Committee issues a document listing tips for situations where symptoms appear in courtrooms
The Action Committee on Court Operations in Response to COVID-19 has published a document suggesting solutions to problems faced by northern, remote and Indigenous communities in the context of the pandemic.
The action committee has also released a document listing recommended emergency measures for courts across Canada to protect the health and safety of court users in the event that COVID-19 symptoms show up in the courtroom.
On July 31, four resource persons with knowledge and experience relating to court operations in remote communities enlightened the action committee via their presentations on the unique justice sector challenges facing their communities or regions and shared their insights on how the action committee might address these difficulties.
The common issues encountered by these communities and regions include deficiencies in resources and in their capacity to enforce the health and safety measures required to restore court services, difficulties in adapting responsive methods of justice delivery to remote alternatives and the unequal distribution of technological tools, which may be worsened by socio-demographic circumstances, according to the action committee.

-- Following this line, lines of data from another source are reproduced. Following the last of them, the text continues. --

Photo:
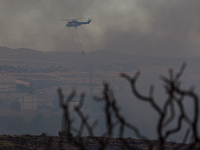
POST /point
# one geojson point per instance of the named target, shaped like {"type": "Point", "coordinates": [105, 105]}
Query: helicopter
{"type": "Point", "coordinates": [74, 23]}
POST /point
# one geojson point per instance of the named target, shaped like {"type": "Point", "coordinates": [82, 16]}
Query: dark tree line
{"type": "Point", "coordinates": [116, 122]}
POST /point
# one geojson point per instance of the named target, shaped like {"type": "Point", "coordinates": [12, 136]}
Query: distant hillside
{"type": "Point", "coordinates": [100, 59]}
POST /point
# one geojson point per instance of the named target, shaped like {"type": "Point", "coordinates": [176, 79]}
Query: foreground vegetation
{"type": "Point", "coordinates": [116, 123]}
{"type": "Point", "coordinates": [28, 142]}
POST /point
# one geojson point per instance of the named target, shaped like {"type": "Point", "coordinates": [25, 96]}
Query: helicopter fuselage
{"type": "Point", "coordinates": [76, 23]}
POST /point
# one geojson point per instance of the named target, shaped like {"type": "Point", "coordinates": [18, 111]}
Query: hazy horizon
{"type": "Point", "coordinates": [154, 28]}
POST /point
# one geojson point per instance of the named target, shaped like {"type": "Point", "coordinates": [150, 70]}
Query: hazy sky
{"type": "Point", "coordinates": [150, 27]}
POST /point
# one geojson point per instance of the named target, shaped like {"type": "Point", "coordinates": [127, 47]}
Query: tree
{"type": "Point", "coordinates": [115, 121]}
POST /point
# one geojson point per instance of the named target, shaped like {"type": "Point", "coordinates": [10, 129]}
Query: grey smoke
{"type": "Point", "coordinates": [160, 28]}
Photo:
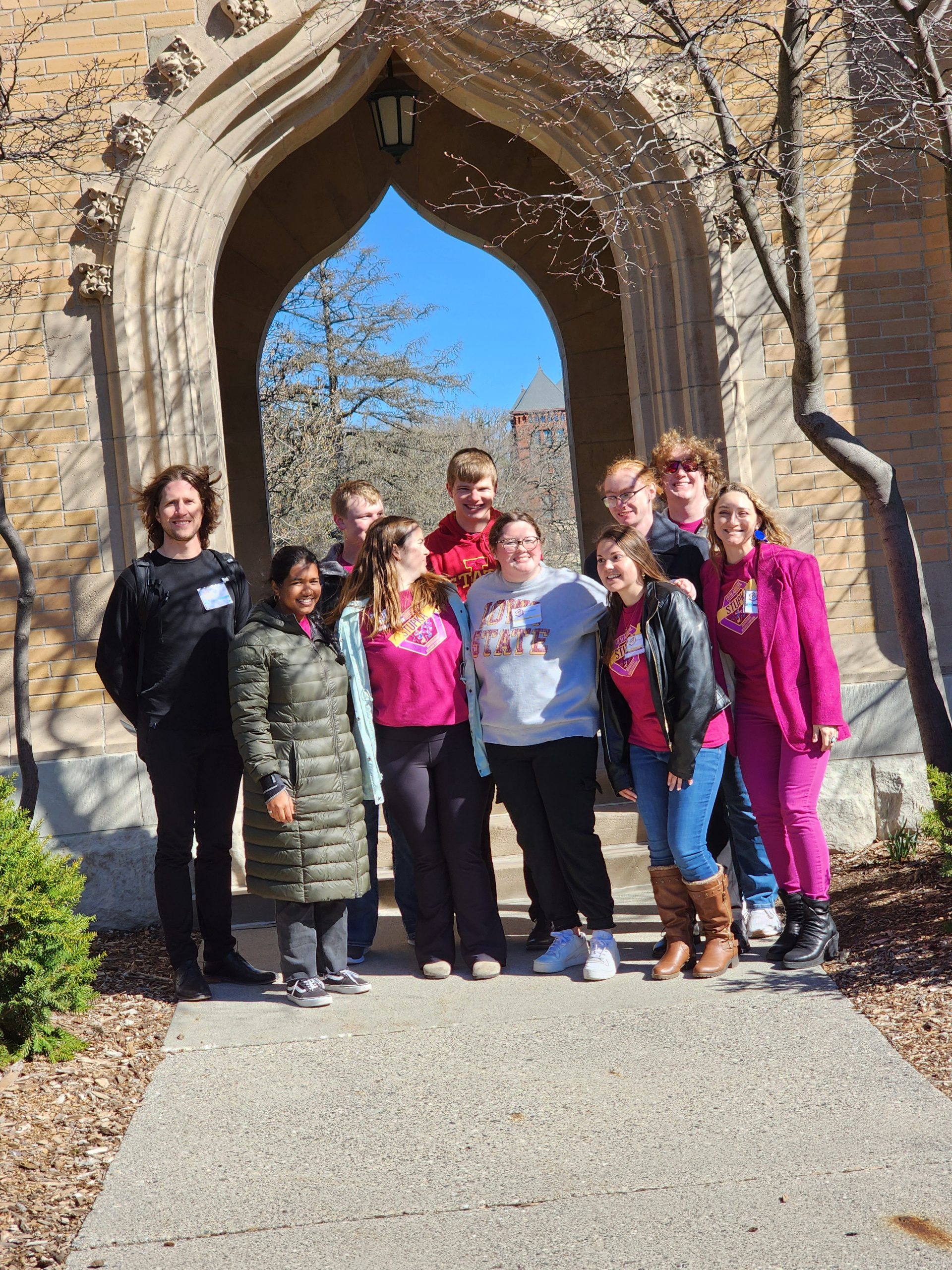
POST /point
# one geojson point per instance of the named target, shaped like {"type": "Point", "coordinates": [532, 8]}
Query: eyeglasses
{"type": "Point", "coordinates": [625, 497]}
{"type": "Point", "coordinates": [690, 465]}
{"type": "Point", "coordinates": [512, 544]}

In addition, these communities may experience anxieties and fears about non-resident judges, court staff, lawyers and parties participating in their court operations and about the heightened risks of COVID-19 to the elderly population, which many Indigenous communities deeply value. The document suggested that courts keep in mind that “justice is a service, not a place” and that “justice is a shared responsibility” as key principles when formulating solutions to these unique issues.
The resource persons suggested the launch of a Virtual Indigenous Justice Centre and the establishment of liaison officers in northern, remote and Indigenous communities who can ensure improved community interaction with the justice system. The document noted that the resolution of these challenges requires coordinated efforts across different levels of government and locally-driven solutions informed by communication and collaboration among justice system stakeholders, health professionals, social service providers and others.
To provide access to high quality, impartial and independent justice to northern, remote and Indigenous communities, success would depend on “having additional resources, but also — and above all — on the commitment of all involved to reconciliation while respecting the various roles of the country’s democratic institutions,” Richard Wagner, Canada’s chief justice and co-chair of the action committee, said in the news release.
The Tip Sheet on Courtroom Symptom Appearance and Related Situations, also newly published by the action committee, suggests measures for courts to adopt during COVID-19-related emergencies that may still occur in spite of the controls that are in place at the entrance of courthouses.
The document discussed the symptoms of COVID-19, the individuals who may develop such symptoms and the possible steps to take if judges, court staff, members of the public, witnesses, jurors, accused individuals and inmates experience symptoms. The document also went over sanitation and disinfecting practices, the use of non-medical masks, isolation rooms and contact tracing.
David Lametti, federal justice minister and co-chair of the action committee, called the release of the guidance documents a milestone. “Coupled with the important work of the Action Committee, they will help us meet our goal of greater access to justice,” Lametti said in the news release.
“All Canadians must have the confidence that the justice system is there to protect them.”